Headlined, Kenya is on the verge of a ‘Gene Robinson’ moment, The Guardian op-ed by
Peter Anaminyi draws attention to the news that the prime minister of Kenya has nominated a pro-gay rights chief justice and deputy justice.
Not only that,
It is the new chief justice who will preside over the appointments of judges to a totally new supreme court that will exercise final appellate authority in the land. Is this, the question goes, the kind of responsibility you can entrust to a man and a woman who are not only gay rights advocates, but who are also both divorced, with the chief justice on his second divorce and with his sexual orientation in doubt because he wears a stud in his ear that he is not prepared to shed for the new job?
No said the church, but yes said the president and the prime minister and, more significantly, the people of Kenya with an 80% affirmative vote in a poll.
What may follow in the next 18 months is a constitutional challenge to the laws that criminalise homosexuality, based on the provisions of Kenya’s new constitution, which a legal expert has argued protects gay rights and even gay marriage. …
… If 80% of the public believe that a supporter of gay rights is qualified to hold the highest judicial office in the land, then which other roles in society can gay people be excluded from?

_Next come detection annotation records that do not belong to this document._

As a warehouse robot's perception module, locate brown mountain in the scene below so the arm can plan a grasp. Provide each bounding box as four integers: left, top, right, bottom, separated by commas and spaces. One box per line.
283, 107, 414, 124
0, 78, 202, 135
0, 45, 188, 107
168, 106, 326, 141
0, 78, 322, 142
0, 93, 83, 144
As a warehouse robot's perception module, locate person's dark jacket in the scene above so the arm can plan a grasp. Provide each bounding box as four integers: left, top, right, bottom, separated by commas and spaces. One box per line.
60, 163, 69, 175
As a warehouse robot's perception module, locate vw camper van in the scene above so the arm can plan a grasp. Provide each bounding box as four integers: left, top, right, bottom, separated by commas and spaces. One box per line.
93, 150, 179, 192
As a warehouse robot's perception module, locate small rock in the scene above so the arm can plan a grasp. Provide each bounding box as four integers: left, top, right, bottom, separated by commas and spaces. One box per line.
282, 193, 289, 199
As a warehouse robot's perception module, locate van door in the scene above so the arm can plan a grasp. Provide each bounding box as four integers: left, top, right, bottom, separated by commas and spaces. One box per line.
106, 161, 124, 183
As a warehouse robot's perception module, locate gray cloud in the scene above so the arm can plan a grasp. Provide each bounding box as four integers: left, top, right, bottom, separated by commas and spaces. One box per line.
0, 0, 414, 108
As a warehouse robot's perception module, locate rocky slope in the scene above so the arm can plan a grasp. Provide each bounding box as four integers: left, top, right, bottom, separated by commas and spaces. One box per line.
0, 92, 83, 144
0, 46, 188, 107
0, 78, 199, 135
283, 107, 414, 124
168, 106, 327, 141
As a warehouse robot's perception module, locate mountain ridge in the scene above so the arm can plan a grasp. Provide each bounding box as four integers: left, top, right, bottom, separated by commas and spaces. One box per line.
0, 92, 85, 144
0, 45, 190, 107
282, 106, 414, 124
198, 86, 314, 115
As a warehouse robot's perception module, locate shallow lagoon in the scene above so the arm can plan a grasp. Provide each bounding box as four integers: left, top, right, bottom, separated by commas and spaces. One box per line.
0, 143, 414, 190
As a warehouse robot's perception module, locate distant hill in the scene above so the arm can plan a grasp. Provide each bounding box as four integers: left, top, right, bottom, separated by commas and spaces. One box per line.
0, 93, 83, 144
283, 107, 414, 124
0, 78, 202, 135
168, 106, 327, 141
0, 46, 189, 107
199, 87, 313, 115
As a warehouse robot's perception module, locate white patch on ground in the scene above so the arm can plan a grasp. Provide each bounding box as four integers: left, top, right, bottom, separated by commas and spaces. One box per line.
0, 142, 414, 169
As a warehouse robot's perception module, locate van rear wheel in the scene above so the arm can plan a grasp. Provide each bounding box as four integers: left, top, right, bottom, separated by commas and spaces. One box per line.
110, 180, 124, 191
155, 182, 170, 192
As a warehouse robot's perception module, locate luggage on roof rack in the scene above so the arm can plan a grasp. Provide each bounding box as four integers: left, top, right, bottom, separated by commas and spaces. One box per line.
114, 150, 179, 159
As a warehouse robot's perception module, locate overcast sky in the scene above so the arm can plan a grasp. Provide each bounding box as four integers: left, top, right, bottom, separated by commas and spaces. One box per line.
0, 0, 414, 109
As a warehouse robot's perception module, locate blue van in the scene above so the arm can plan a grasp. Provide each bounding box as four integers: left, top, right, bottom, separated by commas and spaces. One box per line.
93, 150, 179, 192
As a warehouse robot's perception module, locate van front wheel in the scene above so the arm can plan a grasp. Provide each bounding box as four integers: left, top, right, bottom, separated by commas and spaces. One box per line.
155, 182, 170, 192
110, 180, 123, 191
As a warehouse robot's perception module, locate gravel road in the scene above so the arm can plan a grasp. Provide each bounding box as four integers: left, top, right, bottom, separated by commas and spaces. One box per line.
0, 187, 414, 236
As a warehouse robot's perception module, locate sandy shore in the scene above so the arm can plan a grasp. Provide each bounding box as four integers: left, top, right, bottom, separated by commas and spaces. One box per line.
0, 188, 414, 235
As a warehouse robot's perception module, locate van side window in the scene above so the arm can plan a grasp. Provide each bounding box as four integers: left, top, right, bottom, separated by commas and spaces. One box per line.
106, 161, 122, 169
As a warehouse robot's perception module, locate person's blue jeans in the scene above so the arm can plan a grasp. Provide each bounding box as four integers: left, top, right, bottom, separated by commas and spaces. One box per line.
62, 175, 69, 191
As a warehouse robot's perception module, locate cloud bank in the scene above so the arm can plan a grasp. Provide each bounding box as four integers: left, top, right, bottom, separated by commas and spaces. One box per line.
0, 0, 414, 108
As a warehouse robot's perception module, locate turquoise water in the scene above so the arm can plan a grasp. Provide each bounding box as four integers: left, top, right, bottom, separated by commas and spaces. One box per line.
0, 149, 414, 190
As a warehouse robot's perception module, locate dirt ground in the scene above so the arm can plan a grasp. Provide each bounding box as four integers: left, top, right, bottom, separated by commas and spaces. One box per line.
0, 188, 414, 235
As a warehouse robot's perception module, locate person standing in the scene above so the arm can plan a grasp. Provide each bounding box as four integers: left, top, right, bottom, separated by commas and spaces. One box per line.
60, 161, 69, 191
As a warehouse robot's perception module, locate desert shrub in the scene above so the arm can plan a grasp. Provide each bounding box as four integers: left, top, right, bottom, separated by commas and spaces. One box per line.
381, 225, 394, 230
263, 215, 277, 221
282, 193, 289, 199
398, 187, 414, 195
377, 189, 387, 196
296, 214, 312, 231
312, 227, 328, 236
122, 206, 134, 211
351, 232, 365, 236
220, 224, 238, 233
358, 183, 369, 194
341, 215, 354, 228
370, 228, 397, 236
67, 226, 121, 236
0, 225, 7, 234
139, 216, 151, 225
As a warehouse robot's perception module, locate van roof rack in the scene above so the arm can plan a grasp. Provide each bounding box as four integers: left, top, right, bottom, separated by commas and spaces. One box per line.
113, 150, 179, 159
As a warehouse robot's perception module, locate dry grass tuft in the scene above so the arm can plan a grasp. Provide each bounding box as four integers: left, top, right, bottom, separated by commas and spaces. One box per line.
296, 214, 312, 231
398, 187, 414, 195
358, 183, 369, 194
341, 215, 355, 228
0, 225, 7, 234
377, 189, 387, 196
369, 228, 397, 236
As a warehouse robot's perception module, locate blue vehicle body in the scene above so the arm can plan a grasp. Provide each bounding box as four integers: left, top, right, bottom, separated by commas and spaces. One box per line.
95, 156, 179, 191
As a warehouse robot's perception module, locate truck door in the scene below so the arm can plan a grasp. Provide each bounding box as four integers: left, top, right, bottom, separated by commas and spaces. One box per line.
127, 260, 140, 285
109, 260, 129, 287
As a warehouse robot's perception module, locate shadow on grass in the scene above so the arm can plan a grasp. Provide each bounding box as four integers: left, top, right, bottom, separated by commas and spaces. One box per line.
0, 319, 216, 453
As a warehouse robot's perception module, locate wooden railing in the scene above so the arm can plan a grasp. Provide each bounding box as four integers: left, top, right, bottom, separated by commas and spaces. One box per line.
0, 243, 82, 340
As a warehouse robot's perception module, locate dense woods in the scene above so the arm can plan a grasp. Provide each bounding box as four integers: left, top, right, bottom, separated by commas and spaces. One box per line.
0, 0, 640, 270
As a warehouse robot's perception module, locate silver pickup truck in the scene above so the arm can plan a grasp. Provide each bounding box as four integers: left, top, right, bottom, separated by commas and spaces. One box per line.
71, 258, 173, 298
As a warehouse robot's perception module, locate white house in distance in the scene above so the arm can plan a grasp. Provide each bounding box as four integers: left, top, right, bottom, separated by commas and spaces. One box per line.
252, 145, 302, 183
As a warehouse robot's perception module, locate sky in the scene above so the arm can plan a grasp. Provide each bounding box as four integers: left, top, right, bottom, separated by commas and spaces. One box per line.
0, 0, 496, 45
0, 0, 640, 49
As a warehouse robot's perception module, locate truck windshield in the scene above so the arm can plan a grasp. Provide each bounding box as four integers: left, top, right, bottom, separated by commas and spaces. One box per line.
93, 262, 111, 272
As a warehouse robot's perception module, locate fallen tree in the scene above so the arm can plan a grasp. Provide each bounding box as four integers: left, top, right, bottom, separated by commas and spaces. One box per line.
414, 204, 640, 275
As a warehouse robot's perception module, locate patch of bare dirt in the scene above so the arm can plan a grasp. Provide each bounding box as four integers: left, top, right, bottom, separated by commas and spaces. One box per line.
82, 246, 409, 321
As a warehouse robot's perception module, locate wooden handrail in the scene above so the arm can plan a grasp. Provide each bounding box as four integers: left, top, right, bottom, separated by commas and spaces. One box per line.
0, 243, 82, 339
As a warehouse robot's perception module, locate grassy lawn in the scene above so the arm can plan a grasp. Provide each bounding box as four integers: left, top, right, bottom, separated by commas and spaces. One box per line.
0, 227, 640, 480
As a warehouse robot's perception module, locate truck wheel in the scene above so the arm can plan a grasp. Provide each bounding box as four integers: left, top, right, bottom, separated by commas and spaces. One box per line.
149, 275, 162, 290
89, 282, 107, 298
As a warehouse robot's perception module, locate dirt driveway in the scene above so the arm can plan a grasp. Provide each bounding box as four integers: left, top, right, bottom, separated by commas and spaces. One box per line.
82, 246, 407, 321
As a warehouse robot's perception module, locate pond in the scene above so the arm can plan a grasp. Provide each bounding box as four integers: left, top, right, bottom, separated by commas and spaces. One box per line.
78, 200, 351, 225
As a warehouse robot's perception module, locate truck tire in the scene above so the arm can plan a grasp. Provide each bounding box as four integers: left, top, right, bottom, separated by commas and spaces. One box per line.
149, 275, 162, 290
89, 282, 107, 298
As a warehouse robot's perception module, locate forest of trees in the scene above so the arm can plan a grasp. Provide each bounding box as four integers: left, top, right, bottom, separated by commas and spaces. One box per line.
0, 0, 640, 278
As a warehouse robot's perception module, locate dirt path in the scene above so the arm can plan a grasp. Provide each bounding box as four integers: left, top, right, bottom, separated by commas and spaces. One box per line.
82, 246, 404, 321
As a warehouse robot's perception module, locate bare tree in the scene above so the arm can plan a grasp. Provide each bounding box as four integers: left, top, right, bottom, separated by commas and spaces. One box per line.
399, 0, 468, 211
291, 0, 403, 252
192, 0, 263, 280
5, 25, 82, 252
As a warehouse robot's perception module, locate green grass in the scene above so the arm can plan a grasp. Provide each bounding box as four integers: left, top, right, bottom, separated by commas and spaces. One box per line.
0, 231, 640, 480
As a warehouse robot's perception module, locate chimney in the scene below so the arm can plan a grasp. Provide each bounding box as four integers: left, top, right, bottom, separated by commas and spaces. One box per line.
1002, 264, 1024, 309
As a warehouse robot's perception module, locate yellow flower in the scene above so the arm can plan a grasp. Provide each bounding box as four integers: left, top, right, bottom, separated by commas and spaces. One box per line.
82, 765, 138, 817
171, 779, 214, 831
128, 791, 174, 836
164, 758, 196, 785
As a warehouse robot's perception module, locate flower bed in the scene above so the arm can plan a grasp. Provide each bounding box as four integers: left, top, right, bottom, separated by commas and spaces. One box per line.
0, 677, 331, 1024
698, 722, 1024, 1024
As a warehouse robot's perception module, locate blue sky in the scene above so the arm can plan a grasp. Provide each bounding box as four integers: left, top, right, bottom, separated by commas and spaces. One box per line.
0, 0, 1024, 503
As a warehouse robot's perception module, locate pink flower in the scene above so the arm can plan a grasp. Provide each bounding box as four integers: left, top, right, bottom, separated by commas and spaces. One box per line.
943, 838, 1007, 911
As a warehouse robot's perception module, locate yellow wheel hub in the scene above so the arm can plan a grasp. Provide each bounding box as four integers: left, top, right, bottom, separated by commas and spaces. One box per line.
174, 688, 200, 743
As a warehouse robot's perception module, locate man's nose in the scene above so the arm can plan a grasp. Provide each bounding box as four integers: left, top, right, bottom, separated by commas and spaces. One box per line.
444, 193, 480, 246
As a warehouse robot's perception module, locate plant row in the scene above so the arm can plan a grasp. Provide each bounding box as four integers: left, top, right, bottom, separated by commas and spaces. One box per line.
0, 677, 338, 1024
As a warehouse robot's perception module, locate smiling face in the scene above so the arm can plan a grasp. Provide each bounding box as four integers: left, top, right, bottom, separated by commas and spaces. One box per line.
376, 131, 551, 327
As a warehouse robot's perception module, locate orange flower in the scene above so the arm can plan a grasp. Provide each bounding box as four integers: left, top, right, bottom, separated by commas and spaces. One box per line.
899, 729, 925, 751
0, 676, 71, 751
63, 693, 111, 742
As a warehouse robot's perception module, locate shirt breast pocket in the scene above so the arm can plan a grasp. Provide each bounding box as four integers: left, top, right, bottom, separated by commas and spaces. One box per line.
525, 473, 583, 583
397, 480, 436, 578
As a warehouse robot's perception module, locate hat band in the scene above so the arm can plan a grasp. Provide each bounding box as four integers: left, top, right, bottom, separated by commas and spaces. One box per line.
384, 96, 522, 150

Needless to say, Protestant church leaders on the basis of their “Christian values and beliefs” opposed the nomination. They also called on the president and prime minister to “confirm whether the concerns being raised by Kenyans with regard to the nominees require their intervention”. …
Under normal circumstances, what the Christian leaders said should have settled the issues and led to the rejection of the nominees at the presidential level. In a country where homosexual convictions carry a jail sentence of 14 years and are heavily stigmatised, the issue of discussing the merits of candidates who are openly pro-gay rights would not in times past have arisen.
Read it all.
Here is the “church leaders” document referred to. Among those signing is the National Council of Churches of Kenya Secretary General. The Anglican Church of Kenya is a full member of NCCK. Archbishop Eliud Wabukala, Primate of the Anglican Church of Kenya, is the newly-elected Chairman of Gafcon.
At least one Anglican bishop of Kenya has expressed support for the nominees according to The Standard:
… Anglican Bishop Mwai Abiero criticised those opposed to the nominations and asked the principals and Parliament to clear the names.
Bishop Abiero earlier broke with the ACK by supporting the new constitution for Kenya which was approved by national referendum.
An op-ed in the Nairobi Star says “Willy Mutunga must have felt a whiff of betrayal when he watched the Catholic bishops oppose his nomination during their press conference last week. What were they saying, really? That because he dons a stud, which in my view he hasn’t satisfactorily explained, he is not fit to be Chief Justice?” A similar Nairobi Stat op-ed is here.
4:07 PM ET – Added the information that Bishop Abiero of the Diocese of Maseno South supports the nominees.